Saya memutuskan berangkat ke kota ini sehari sebelum pergi. Cukup mendadak memang, tapi saya sudah pikirkan baik-baik dan siap mental atas apapun yang akan terjadi nantinya. Hari Selasa, 14 Desember, pagi-pagi Henri menjemput saya di Rumah Merah Muda. Kebetulan sekali, dia sedang ada tugas kantor ke Samarinda, jadi saya nebeng mobilnya sampai Samarinda. Sepanjang perjalanan cerah sekali, apalagi ditambah alunan album Weezer terbaru dari MP3 player di mobil Henri, rasanya perjalanan jadi semakin menyenangkan dan semangat. Kami ngobrol banyak hal untuk mengalihkan kantuk. Dia juga menceritakan rencana pertunangan dan pernikahannya.

Sampai di Samarinda, saya menghubungi Oyin karena handphone Cecii nggak aktif dari semalam. Untung saja tempat kami –saya dan Henri- makan nggak jauh dari rumah Oyin. Selesai makan, saya mengucapkan banyak terima kasih sama Henri yang sudah jadi teman –kakak, tepatnya- yang baik untuk saya.

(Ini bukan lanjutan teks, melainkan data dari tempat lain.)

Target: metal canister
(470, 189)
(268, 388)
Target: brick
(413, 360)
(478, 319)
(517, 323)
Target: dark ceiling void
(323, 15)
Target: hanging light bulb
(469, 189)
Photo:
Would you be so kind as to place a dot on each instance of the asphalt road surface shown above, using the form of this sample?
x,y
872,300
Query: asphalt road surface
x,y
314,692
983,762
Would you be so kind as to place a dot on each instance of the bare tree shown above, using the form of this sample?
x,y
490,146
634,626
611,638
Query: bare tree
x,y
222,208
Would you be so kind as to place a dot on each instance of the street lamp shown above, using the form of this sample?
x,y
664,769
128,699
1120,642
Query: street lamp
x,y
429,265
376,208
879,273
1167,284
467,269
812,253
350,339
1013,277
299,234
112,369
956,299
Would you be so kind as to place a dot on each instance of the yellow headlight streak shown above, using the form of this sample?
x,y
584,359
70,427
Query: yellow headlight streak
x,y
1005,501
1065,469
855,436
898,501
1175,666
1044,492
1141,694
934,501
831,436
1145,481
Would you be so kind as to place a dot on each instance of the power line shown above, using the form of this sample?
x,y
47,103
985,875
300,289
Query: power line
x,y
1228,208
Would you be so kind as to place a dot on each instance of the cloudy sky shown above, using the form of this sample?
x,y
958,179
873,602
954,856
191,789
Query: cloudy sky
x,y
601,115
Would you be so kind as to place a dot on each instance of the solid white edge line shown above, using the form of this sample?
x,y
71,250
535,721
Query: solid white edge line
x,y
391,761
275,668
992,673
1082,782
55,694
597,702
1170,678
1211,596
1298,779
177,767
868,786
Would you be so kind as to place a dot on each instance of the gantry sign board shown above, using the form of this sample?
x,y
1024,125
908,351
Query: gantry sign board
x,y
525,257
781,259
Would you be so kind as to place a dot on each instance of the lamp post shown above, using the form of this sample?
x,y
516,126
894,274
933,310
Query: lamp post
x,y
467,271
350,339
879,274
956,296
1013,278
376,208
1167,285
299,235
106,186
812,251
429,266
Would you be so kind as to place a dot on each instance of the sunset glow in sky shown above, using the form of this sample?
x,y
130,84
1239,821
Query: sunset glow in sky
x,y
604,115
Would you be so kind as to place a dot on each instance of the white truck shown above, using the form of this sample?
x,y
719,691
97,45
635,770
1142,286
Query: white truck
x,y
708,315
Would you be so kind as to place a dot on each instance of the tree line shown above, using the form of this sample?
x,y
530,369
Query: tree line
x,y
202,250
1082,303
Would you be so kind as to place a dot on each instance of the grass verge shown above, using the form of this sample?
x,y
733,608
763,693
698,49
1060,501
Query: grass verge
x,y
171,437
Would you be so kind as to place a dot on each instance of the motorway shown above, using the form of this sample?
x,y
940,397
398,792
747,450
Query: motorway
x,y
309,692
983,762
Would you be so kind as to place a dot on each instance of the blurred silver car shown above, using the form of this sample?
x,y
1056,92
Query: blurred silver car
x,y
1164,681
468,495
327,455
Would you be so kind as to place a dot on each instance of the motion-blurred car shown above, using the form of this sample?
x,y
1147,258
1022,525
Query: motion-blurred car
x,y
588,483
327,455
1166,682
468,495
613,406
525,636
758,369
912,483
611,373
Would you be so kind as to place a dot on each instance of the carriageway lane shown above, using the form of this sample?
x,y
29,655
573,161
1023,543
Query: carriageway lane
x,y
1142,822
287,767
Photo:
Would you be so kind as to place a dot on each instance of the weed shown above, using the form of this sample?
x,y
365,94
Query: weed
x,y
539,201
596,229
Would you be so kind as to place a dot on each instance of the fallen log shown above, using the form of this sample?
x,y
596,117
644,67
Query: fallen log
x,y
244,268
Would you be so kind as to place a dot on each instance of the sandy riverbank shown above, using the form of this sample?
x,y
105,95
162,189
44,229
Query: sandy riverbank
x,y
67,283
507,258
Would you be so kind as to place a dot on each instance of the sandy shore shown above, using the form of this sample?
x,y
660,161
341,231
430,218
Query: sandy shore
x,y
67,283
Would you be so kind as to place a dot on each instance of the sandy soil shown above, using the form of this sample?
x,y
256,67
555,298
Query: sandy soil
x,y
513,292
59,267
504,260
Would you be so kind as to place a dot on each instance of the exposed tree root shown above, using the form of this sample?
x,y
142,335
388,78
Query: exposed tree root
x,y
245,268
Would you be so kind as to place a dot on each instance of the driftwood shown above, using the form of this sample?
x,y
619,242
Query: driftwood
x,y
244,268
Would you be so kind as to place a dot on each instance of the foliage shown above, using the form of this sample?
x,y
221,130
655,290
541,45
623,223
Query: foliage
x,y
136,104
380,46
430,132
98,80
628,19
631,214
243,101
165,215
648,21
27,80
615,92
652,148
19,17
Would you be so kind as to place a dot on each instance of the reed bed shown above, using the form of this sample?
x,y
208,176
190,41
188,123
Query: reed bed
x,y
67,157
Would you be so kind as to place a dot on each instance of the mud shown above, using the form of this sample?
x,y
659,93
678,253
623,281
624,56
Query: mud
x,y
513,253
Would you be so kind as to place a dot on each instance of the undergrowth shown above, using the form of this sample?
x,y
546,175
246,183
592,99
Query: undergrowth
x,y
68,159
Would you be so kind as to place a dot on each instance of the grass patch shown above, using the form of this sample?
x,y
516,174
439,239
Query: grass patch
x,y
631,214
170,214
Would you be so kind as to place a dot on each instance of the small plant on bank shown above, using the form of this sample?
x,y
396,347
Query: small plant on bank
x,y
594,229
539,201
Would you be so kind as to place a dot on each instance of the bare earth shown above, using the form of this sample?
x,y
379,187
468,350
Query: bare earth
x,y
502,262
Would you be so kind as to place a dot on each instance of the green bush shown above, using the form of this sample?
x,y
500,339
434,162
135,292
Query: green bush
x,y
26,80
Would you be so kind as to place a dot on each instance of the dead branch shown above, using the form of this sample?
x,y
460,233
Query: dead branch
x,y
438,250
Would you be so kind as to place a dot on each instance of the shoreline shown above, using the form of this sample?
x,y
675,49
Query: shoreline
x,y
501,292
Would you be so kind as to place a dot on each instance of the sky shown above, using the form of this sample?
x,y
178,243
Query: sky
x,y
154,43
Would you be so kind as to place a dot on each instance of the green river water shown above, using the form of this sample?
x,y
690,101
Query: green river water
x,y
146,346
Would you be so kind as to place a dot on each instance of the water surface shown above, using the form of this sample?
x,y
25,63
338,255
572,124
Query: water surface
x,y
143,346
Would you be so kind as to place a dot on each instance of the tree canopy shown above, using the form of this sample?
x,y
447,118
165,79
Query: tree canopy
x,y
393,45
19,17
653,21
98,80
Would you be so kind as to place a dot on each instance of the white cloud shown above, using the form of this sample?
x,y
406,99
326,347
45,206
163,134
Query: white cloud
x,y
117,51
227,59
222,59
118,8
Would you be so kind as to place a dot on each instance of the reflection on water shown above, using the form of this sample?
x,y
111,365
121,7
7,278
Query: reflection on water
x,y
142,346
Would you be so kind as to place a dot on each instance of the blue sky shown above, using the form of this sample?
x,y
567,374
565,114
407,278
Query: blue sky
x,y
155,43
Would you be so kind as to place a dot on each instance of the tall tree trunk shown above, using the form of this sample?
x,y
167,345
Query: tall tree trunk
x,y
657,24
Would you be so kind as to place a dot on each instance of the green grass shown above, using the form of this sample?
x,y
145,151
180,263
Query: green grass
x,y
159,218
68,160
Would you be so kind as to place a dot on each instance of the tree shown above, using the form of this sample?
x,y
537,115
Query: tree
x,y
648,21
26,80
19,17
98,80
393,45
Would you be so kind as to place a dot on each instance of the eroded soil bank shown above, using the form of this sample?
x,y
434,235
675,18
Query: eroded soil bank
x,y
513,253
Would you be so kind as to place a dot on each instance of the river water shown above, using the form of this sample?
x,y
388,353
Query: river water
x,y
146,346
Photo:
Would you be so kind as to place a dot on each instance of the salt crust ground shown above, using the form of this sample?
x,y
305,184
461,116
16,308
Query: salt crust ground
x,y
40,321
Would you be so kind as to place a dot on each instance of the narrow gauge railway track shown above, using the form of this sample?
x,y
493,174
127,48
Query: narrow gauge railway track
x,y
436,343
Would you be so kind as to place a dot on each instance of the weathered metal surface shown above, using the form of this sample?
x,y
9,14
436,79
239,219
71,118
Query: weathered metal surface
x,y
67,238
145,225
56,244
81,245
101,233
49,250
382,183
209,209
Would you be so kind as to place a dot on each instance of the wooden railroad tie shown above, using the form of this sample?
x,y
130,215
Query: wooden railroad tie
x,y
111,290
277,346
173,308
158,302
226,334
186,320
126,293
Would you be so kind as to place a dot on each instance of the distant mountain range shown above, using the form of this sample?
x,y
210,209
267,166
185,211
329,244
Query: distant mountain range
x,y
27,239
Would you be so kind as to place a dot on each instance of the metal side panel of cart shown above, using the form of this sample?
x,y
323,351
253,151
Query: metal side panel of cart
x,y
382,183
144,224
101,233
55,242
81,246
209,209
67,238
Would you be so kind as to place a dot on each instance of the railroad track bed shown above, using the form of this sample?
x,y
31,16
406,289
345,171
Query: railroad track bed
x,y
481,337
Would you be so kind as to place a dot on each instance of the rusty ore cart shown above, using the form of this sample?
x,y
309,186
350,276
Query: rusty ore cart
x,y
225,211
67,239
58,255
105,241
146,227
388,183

Dia menasihati saya supaya hati-hati dan dia berharap yang terbaik buat saya, begitupun sebaliknya. Oyin membantu saya mengangkat tas dan meletakkan sebagian di rumahnya sebelum kami meluncur ke Red Front (RF).

RF sepi, nggak seperti waktu pertama kali saya ke sana sekitar sebulan yang lalu. Ada Dwi di sana, tapi dia terlalu sibuk untuk sekedar duduk ngobrol bersama kami, atau mungkin dia canggung mau duduk di dekat Oyin. Saya mencoba menghubungi Cecii lagi, tapi tetap nggak ada hasil yang menyenangkan. Akhirnya kami menghubungi teman-teman yang lain dan sukses menarik Jali dan Ule ke RF. Jali datang lebih dulu daripada Ule. Nggak lama setelah kami ngobrol sedikit, Ule datang. Dia mempertanyakan soal kepergian saya ke Bontang, dan saya menjelaskan sedikit tentang rencana saya bekerja di kantor tempat Ical bekerja. Saya basa-basi mengajak Ule untuk ikut ke Bontang, tapi ternyata basa-basi saya direspon positif. Akhirnya Jali tertarik juga untuk ikut bersama kami.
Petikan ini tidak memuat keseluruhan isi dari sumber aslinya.